The second baroque pastoral garden environment presents the juxtaposition of immanence and transcendence, thereby offering an opportunity for individuals to acknowledge the faults of the flesh and the promises of the spiritual life. The frailties and finitude of the body appear in the form of L’Isola dei Conigli (Rabbits’ Island). In the center of this island, spectators rest their eyes upon a birdcage containing doves: the spirit, trapped by the body, remains sutured to the earth. Surrounding the birdcage, a miniature glen unfurls atop a rabbit warren populated by those most effective procreators: without a rational soul to see beyond the desires of the flesh, the mind will only concern itself with the body’s immediate needs. As if viewing this scene from its nearby vantage point, the Statua del Tempo (Statue of Time) looks over the rabbits while also yielding to garden visitors a glimpse of Cronos stopped momentarily on his journey through time and space. With a dodecahedron weighing on his shoulders (12 sides, one for each month; a symbol of time’s heft) the god of Time may soon fly off and beckon the spirit of the garden visitor to follow. Unburdened by the body, the human spirit can then transcend the physical limits of space and time.
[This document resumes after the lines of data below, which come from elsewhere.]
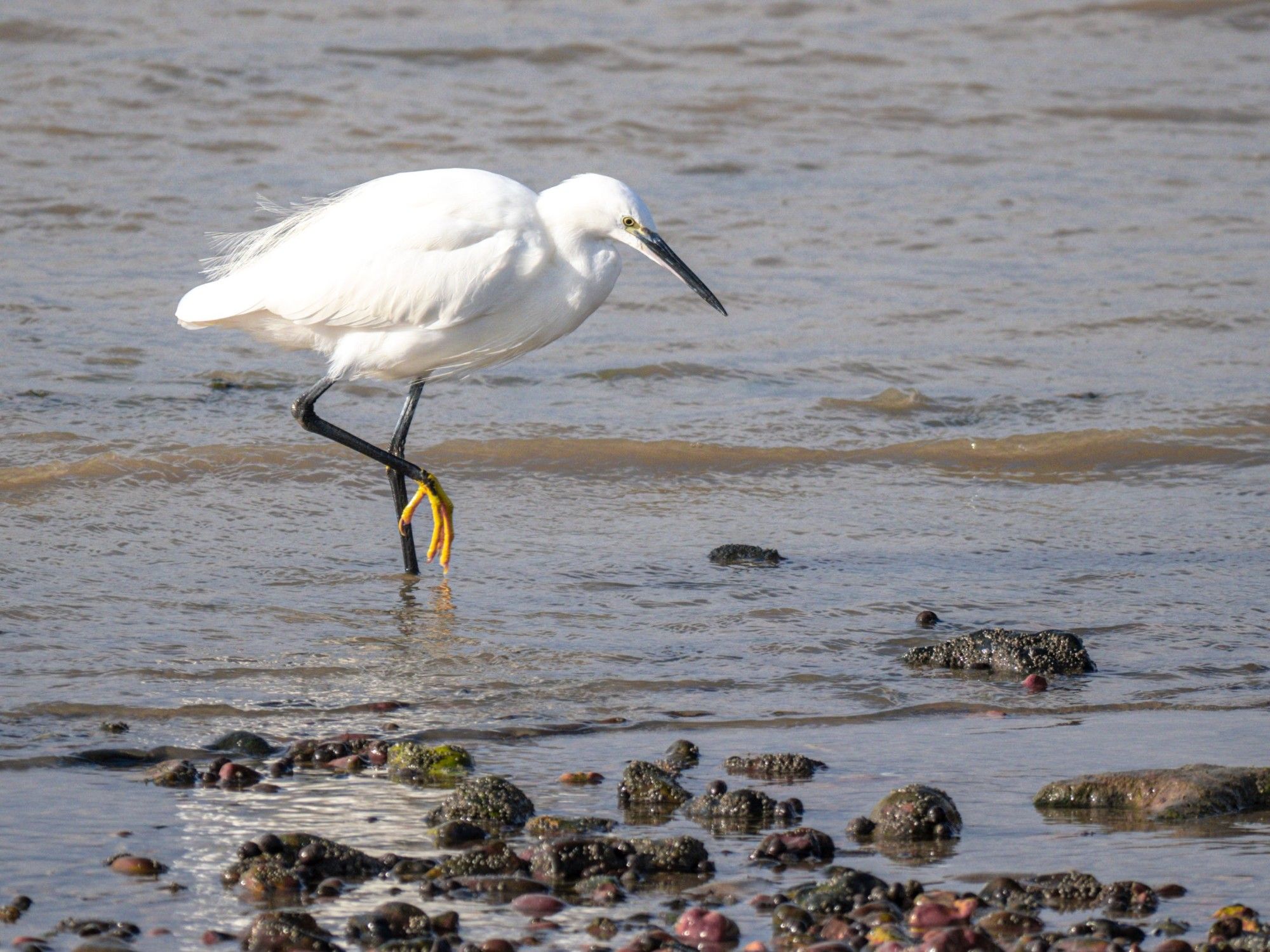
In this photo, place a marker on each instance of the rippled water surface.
(998, 346)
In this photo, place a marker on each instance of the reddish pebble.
(582, 777)
(700, 925)
(1036, 682)
(538, 904)
(137, 866)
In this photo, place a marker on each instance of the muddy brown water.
(998, 346)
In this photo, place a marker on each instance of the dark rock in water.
(299, 861)
(572, 859)
(458, 833)
(173, 774)
(418, 764)
(796, 846)
(735, 554)
(1130, 898)
(131, 865)
(747, 808)
(769, 767)
(495, 859)
(243, 743)
(838, 896)
(915, 813)
(700, 925)
(488, 802)
(389, 922)
(1066, 892)
(1178, 794)
(999, 651)
(648, 786)
(553, 827)
(283, 932)
(681, 756)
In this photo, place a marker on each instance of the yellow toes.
(443, 519)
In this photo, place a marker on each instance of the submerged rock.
(418, 764)
(283, 932)
(648, 786)
(1000, 651)
(552, 827)
(912, 813)
(290, 863)
(796, 846)
(488, 802)
(397, 923)
(1178, 794)
(243, 743)
(750, 808)
(733, 554)
(173, 774)
(770, 767)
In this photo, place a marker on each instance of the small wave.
(892, 400)
(666, 370)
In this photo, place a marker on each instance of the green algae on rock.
(648, 786)
(1177, 794)
(291, 863)
(1003, 652)
(911, 814)
(418, 764)
(488, 802)
(552, 827)
(774, 767)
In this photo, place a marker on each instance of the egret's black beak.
(662, 253)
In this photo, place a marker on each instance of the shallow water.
(998, 347)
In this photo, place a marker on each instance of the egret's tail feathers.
(217, 301)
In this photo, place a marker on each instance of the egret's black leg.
(398, 482)
(430, 488)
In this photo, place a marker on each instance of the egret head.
(608, 209)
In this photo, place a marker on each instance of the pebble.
(538, 904)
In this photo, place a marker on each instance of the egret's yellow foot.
(443, 517)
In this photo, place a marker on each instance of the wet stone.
(490, 802)
(681, 756)
(796, 846)
(291, 863)
(173, 774)
(552, 827)
(1178, 794)
(1004, 652)
(774, 767)
(458, 833)
(746, 805)
(284, 932)
(495, 859)
(410, 762)
(736, 554)
(389, 923)
(915, 813)
(647, 785)
(243, 743)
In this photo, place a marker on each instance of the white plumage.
(424, 276)
(427, 275)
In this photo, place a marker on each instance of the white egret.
(424, 276)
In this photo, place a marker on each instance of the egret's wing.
(421, 249)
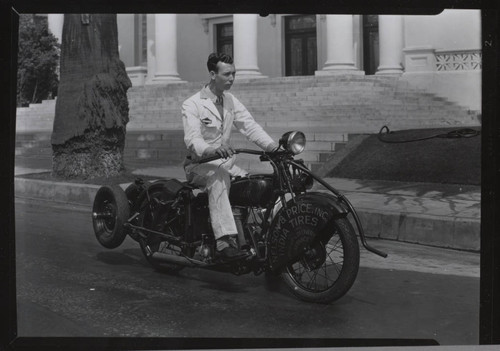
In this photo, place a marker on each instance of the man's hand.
(223, 151)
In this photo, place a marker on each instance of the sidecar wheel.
(328, 269)
(109, 213)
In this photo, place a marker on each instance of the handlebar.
(236, 151)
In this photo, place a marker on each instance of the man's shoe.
(232, 253)
(227, 247)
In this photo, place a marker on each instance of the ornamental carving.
(459, 61)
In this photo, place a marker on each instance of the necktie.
(219, 103)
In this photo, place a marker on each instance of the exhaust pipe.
(180, 260)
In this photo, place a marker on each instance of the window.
(224, 38)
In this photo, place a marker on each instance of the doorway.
(300, 45)
(370, 44)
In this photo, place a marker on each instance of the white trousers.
(215, 178)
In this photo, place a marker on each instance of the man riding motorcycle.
(207, 119)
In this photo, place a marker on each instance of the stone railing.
(428, 59)
(464, 60)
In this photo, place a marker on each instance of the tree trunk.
(92, 107)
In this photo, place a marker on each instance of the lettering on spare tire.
(294, 228)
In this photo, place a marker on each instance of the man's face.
(224, 77)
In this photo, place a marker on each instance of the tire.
(159, 217)
(333, 266)
(110, 212)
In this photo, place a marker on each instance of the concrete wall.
(453, 31)
(126, 39)
(450, 30)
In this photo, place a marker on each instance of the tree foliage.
(37, 61)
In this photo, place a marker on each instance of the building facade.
(439, 53)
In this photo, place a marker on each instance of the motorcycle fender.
(170, 187)
(296, 226)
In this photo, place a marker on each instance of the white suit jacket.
(204, 127)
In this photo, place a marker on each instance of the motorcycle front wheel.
(328, 268)
(110, 212)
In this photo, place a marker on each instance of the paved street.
(68, 285)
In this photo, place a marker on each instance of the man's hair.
(215, 58)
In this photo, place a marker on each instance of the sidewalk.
(439, 215)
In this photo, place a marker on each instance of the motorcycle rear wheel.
(328, 269)
(110, 212)
(161, 218)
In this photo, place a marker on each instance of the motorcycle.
(284, 228)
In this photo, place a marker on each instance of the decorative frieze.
(458, 60)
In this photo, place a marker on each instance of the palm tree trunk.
(88, 137)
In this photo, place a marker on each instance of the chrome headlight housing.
(294, 141)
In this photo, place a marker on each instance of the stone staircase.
(326, 109)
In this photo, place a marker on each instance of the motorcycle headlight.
(295, 142)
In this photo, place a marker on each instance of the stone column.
(245, 46)
(390, 29)
(165, 49)
(339, 46)
(55, 22)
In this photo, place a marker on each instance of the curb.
(460, 233)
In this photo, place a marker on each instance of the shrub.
(37, 61)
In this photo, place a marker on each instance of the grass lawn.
(444, 160)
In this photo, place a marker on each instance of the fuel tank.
(255, 190)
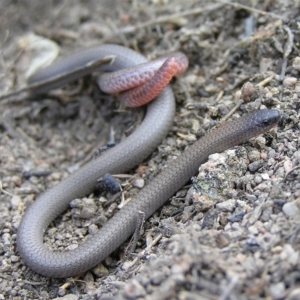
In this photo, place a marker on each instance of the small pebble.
(67, 297)
(134, 290)
(100, 270)
(290, 81)
(296, 63)
(139, 183)
(291, 209)
(227, 206)
(256, 165)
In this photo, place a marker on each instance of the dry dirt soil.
(230, 233)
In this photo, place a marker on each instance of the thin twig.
(251, 9)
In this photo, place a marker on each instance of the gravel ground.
(232, 232)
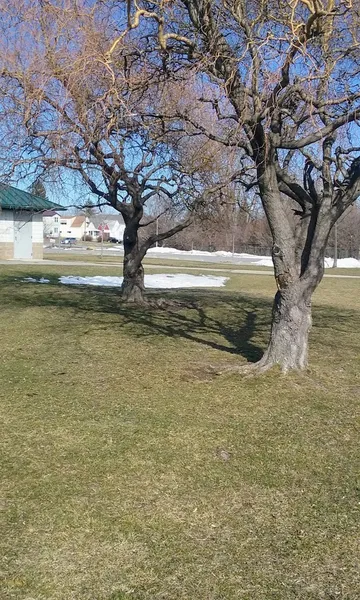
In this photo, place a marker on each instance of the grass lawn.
(178, 263)
(130, 472)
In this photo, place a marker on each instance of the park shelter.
(21, 223)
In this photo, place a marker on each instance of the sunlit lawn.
(132, 472)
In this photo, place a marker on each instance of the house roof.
(50, 213)
(13, 199)
(78, 221)
(101, 219)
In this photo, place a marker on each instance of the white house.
(112, 225)
(78, 226)
(21, 223)
(75, 226)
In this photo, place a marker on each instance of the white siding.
(37, 229)
(6, 226)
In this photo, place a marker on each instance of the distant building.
(21, 223)
(77, 226)
(112, 225)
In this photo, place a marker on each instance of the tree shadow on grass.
(234, 323)
(229, 322)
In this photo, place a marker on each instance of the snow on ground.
(165, 250)
(161, 281)
(32, 280)
(343, 263)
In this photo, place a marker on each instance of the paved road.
(81, 263)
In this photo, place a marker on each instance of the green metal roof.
(13, 199)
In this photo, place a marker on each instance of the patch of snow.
(161, 281)
(265, 261)
(32, 280)
(343, 263)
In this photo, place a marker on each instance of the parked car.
(68, 241)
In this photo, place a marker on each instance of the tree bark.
(291, 324)
(133, 287)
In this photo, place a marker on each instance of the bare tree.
(285, 87)
(78, 101)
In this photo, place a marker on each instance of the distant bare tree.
(74, 99)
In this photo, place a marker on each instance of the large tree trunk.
(133, 287)
(291, 324)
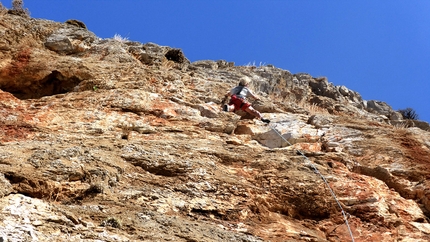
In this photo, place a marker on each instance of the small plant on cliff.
(18, 8)
(408, 113)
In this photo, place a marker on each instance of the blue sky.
(380, 49)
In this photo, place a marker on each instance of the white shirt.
(244, 93)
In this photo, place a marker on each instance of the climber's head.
(244, 81)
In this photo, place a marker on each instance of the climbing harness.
(345, 216)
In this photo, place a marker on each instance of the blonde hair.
(244, 81)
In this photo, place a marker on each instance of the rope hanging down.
(345, 217)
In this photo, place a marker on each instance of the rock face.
(113, 140)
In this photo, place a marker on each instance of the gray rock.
(379, 107)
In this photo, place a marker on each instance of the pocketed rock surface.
(114, 140)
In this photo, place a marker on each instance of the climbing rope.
(345, 217)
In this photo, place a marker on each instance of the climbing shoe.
(225, 108)
(265, 120)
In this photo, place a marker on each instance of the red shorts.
(239, 103)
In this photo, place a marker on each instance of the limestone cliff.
(114, 140)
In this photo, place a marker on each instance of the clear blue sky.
(379, 48)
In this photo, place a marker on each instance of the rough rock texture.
(113, 140)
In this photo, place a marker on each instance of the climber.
(238, 100)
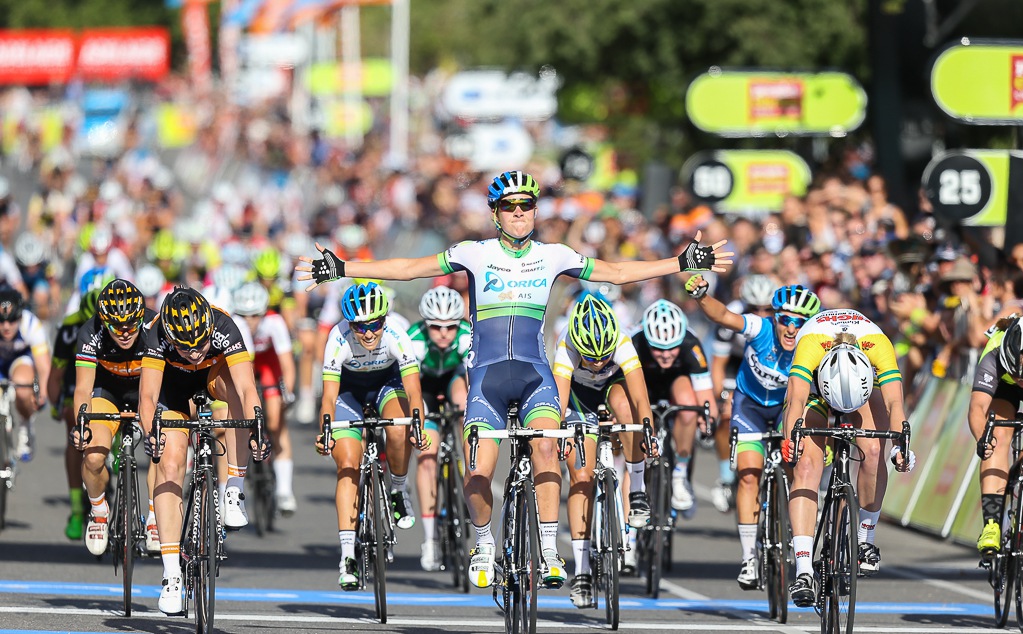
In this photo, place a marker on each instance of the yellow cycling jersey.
(817, 335)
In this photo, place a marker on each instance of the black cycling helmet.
(187, 318)
(121, 305)
(11, 305)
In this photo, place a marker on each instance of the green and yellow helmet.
(593, 328)
(187, 318)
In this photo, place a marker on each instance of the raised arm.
(717, 312)
(329, 268)
(695, 258)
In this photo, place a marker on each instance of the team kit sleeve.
(566, 358)
(337, 352)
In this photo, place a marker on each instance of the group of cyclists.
(777, 358)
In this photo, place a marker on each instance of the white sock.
(430, 527)
(580, 551)
(483, 535)
(347, 539)
(548, 535)
(398, 483)
(748, 540)
(803, 545)
(282, 469)
(636, 470)
(868, 523)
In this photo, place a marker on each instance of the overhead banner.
(972, 186)
(746, 181)
(746, 103)
(980, 82)
(36, 57)
(124, 53)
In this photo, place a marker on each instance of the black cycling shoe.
(638, 509)
(801, 591)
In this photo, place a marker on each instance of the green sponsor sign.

Both of these environments articulate the garden thinking of the baroque pastoral. As complex parts that express the totality of an ever-more-complex whole, they call to mind not only the discourse of Henry Hawkins but also the gardens within gardens invoked by Leibniz as they simultaneously work upon the imaginations of visitors to Valsanzibio in an effort to raise the intellect and spirit to a loftier position. At the same time, these thought- provoking qualities of the environments’ allegorical supertext emerge from earthen materials. Boxwood shrubs, marble, stone, grass, mud, iron, water, and rabbits: these materials, which will surely reappear in front of the eyes of the garden’s visitors as they return to Venice through the Venetian countryside, remind all that divine inspiration unfolds from an attention to the here and now. Material and allegory are not separate from one another. Bound by some powerful affinity realized through the architects’ art, these two elements fuse together into a third nature. More specifically, this third nature relies upon both the topological arrangement of elements within the garden and the interior/exterior relation that distinguishes the there of the countryside from the here of the garden—“Ivi e l’Inferno e qui il Paradiso.” Simultaneously a play between opposing forces (inside/outside) and a material argument arranged through the garden elements, Valsanzibio expresses dialectical garden thinking at work in the Veneto of the seventeenth century.